Configure the training_data_schema for Unstructured Image Subscriptions with the Following Code

##### _1. Configure Credentials_:

In [6]:
CLOUD_API_KEY = "Your API Key"
IAM_URL="https://iam.ng.bluemix.net/oidc/token"
WOS_URL="https://aiopenscale.cloud.ibm.com"


##### _2. Connect with watsonx.gov instance_:

In [7]:
from ibm_cloud_sdk_core.authenticators import IAMAuthenticator
from ibm_watson_openscale import APIClient
from ibm_watson_openscale.supporting_classes.enums import OperationTypes, TargetTypes
from ibm_watson_openscale.supporting_classes import Target
from ibm_watson_openscale.base_classes.watson_open_scale_v2 import JsonPatchOperation


authenticator = IAMAuthenticator(apikey=CLOUD_API_KEY, url=IAM_URL)
wos_client = APIClient(authenticator=authenticator,service_url=WOS_URL)
wos_client.version

'3.0.36.15'

##### _3. Setting up subscription id and datamart id_:

In [8]:
wos_client.data_marts.show()
data_mart_id="TO BE EDITED"

0,1,2,3,4,5
AIOSFASTPATHYS1DEV-75DCF3BE-EB58-489E-942C-2A0689468177,,True,active,2024-05-12 08:22:03.343000+00:00,75dcf3be-eb58-489e-942c-2a0689468177


In [9]:
wos_client.subscriptions.show()
subscription_id="TO BE EDITED"

0,1,2,3,4,5,6,7,8,9
ae4de717-b1dd-41ac-abe8-b96c7c2e1388,model,Fashion Image Classifier,75dcf3be-eb58-489e-942c-2a0689468177,767f6481-aaf3-440e-a7bc-776e92906e27,Fashion Image Classifier deployment,53d7a352-634e-4c87-a7eb-58ec52d8c628,active,2024-06-06 09:06:13.754000+00:00,11082c3d-d9de-4c3b-a59d-7a6d49846e4d
cdacb9c3-fde5-4529-a97e-e732afc38bb6,model,gosales_two_model,75dcf3be-eb58-489e-942c-2a0689468177,3ce8243e-6ef6-41c3-8c3b-08e8190beeb2,Gosales_two_3,53d7a352-634e-4c87-a7eb-58ec52d8c628,active,2024-05-21 01:26:42.713000+00:00,45aabc34-be71-474d-8412-a9fab4323fc8
8b352c13-a2a2-409a-84f8-3097d25d648f,model,GermanCreditRiskModelPreProdYS1DEV,75dcf3be-eb58-489e-942c-2a0689468177,3522e2cf-a41e-4817-a1cf-5bcbd914019d,GermanCreditRiskModelPreProdYS1DEV,3b437b8b-ec37-451e-8a91-dc7e64a97f43,active,2024-05-12 08:25:21.924000+00:00,275b134b-3c0c-417b-9404-db2ff5ec800f
5e3654aa-f889-4717-ae70-b6906deb08c9,model,GermanCreditRiskModelYS1DEV,75dcf3be-eb58-489e-942c-2a0689468177,7700ae34-7c0e-4742-9edc-f58ae89a4892,GermanCreditRiskModelYS1DEV,4ceb9294-2dc9-4582-8a78-a6bb86c9b1b0,active,2024-05-12 08:27:48.013000+00:00,8c7ec566-cce7-4ee9-84e9-5912137e2221
e8b52763-cc42-4fd0-ac4f-7acb7044d608,model,GermanCreditRiskModelChallengerYS1DEV,75dcf3be-eb58-489e-942c-2a0689468177,1a86e270-6814-43af-b729-c2f0abf9d731,GermanCreditRiskModelChallengerYS1DEV,3b437b8b-ec37-451e-8a91-dc7e64a97f43,active,2024-05-12 08:22:52.697000+00:00,1c1ecfd6-b042-4f35-b7c4-4d362e2a9abe


##### _4. Patch the subscription_:

Update the subscription with `training_data_schema` which contains the information about the label column.

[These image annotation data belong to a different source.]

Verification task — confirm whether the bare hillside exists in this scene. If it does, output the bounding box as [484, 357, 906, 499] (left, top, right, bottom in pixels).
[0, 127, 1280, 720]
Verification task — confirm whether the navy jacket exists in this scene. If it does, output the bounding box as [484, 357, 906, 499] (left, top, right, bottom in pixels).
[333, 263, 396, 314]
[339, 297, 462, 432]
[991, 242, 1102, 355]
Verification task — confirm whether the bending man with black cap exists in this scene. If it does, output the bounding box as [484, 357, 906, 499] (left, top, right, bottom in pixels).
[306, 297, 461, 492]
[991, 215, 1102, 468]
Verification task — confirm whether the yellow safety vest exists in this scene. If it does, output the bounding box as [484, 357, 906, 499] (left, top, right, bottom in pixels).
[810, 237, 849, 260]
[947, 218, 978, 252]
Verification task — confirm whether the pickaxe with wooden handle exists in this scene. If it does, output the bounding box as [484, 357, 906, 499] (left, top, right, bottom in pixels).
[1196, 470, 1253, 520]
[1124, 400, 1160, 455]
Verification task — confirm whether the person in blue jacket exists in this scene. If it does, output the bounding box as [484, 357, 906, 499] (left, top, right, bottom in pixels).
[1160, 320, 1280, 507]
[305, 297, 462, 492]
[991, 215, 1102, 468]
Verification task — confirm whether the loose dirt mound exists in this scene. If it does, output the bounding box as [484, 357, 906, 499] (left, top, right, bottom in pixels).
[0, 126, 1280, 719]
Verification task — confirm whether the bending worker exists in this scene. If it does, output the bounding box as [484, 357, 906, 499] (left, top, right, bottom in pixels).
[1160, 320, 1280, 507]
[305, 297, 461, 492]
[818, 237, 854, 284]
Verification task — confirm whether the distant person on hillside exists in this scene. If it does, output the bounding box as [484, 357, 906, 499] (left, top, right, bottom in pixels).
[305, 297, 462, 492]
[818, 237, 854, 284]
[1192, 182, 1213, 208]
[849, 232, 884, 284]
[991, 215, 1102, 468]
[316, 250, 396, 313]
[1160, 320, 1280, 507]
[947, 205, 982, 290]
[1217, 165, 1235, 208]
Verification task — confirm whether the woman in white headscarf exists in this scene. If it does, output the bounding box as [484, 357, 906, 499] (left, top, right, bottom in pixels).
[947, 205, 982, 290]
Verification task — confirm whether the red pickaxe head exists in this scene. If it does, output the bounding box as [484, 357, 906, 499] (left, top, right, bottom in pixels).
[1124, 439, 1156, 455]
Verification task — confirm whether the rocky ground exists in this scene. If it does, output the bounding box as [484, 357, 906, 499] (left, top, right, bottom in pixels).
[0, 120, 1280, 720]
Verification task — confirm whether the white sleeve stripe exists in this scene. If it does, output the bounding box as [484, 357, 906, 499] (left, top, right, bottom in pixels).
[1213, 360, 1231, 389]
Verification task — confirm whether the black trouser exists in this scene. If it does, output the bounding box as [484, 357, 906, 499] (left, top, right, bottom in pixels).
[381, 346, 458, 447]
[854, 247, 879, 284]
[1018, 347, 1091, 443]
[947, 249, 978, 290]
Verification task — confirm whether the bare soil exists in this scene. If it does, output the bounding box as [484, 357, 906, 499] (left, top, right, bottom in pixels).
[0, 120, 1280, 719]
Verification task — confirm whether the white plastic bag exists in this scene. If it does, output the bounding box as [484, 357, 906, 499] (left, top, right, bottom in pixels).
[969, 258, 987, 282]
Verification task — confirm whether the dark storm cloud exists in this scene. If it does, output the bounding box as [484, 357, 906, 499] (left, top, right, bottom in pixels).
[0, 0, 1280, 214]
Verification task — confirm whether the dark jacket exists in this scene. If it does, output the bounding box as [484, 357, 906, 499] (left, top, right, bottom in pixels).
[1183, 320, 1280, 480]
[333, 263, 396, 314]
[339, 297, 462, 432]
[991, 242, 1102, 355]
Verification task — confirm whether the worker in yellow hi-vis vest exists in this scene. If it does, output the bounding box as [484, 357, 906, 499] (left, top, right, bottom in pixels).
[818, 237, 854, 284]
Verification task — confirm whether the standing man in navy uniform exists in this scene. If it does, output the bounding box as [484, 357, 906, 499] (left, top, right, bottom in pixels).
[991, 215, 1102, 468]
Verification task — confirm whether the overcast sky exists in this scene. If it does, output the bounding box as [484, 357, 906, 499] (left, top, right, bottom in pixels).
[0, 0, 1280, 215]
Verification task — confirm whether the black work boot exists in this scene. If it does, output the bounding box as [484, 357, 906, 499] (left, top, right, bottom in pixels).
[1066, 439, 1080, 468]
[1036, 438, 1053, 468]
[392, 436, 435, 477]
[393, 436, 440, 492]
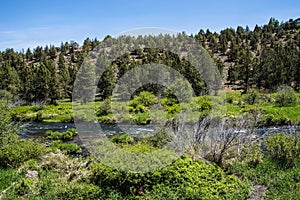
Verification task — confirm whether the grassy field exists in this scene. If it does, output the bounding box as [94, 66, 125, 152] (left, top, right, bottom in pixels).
[12, 92, 300, 126]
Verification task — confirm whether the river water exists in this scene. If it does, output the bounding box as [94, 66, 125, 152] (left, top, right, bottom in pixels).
[19, 123, 155, 140]
[20, 123, 300, 140]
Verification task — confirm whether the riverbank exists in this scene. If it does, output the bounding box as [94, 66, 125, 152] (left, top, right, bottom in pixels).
[12, 92, 300, 127]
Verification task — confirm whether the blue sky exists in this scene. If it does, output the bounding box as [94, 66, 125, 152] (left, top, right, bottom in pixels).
[0, 0, 300, 50]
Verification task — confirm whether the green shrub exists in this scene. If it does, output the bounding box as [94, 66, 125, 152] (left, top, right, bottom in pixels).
[96, 98, 112, 116]
[245, 89, 259, 105]
[275, 86, 297, 107]
[263, 133, 300, 167]
[50, 140, 82, 154]
[0, 140, 46, 167]
[57, 183, 104, 200]
[91, 157, 250, 199]
[111, 134, 134, 144]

Specify the label column datatype below.

In [10]:


subscription = wos_client.subscriptions.get(subscription_id=subscription_id).result
prediction_column_data = list(filter(lambda f: f["name"] == common_parameters.get("prediction_column"), subscription.entity.asset_properties.output_data_schema.fields))
prediction_column_dtype = prediction_column_data[0].get("type") if prediction_column_data else None

training_data_schema = {"type": "struct",
    "id": "1",
    "fields": [{"name": common_parameters.get("label_column"), "type": prediction_column_dtype, "nullable": True,"metadata": {"modeling_role": "target"}},   
     ]}
training_data_schema_patch_document=[
    JsonPatchOperation(op=OperationTypes.REPLACE, path="/asset_properties/training_data_schema", value=training_data_schema)
]

wos_client.subscriptions.update(subscription_id=subscription_id, patch_document=training_data_schema_patch_document)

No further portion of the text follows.